I think this is just a consequence of regex match then split. As you ask for splitting by ; and you have one at the end of each character, the result is an empty character after the split.
the internal split function behind separate_rows is stringi::stri_split_regex that have an omit_empty argument FALSE by default.
As you ask for splitting by ; and you have one at the end of each character, the result is an empty character after the split.
Yeah I guess I should have included that I also tried (\\(contact\\);$|\\(contact\\);|;$|;) in my hopes of swallowing the end-of-line and not getting that empty character after the split, but that does not seem to work.

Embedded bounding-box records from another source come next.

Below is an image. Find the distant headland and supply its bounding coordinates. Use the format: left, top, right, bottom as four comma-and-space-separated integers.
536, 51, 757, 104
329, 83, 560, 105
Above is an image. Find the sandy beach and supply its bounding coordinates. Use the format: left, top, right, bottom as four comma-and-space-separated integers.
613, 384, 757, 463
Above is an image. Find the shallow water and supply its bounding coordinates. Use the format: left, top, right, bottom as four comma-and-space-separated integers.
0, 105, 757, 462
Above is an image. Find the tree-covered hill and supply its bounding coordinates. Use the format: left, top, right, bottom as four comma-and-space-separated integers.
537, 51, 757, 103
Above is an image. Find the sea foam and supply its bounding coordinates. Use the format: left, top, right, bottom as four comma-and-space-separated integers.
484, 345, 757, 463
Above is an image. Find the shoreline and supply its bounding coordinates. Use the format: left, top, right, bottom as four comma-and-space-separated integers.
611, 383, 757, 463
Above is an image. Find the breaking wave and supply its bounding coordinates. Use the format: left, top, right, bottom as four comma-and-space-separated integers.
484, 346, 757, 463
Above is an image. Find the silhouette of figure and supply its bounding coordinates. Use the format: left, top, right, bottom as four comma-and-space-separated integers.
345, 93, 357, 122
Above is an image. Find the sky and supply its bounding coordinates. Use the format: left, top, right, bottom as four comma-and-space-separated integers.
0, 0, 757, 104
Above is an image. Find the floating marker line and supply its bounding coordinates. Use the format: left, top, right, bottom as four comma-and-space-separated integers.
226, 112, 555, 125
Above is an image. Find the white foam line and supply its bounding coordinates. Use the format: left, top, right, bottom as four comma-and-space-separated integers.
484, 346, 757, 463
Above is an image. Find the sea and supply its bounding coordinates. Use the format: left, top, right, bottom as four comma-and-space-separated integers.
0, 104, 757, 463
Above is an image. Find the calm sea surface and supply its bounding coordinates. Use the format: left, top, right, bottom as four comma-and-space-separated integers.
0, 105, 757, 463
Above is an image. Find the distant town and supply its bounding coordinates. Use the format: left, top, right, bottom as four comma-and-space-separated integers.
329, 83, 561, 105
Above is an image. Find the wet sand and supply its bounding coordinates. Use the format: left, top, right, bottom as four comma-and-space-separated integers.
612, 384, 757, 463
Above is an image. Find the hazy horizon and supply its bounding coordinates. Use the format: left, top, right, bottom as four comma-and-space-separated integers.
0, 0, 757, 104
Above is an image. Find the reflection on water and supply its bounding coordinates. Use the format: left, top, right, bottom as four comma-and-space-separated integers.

It's surprising to me that, if the separator includes $, there is still an empty character after the split.
the internal split function behind separate_rows is stringi::stri_split_regex
Thanks for pointing me to the underlying function call; when I used F2 to navigate to the tidyr::separate_rows implementation I just got UseMethod("separate_rows") and decided to give up on code navigation and just ask a question.
Unfortunately none of the three workarounds proposed are satisfactory so I guess I'll file some upstream issues.
you could add optional space in regex \\s?
Indeed I swallow whitespace in my code, but I tried to simplify the reprex to focus on the trailing separator issue.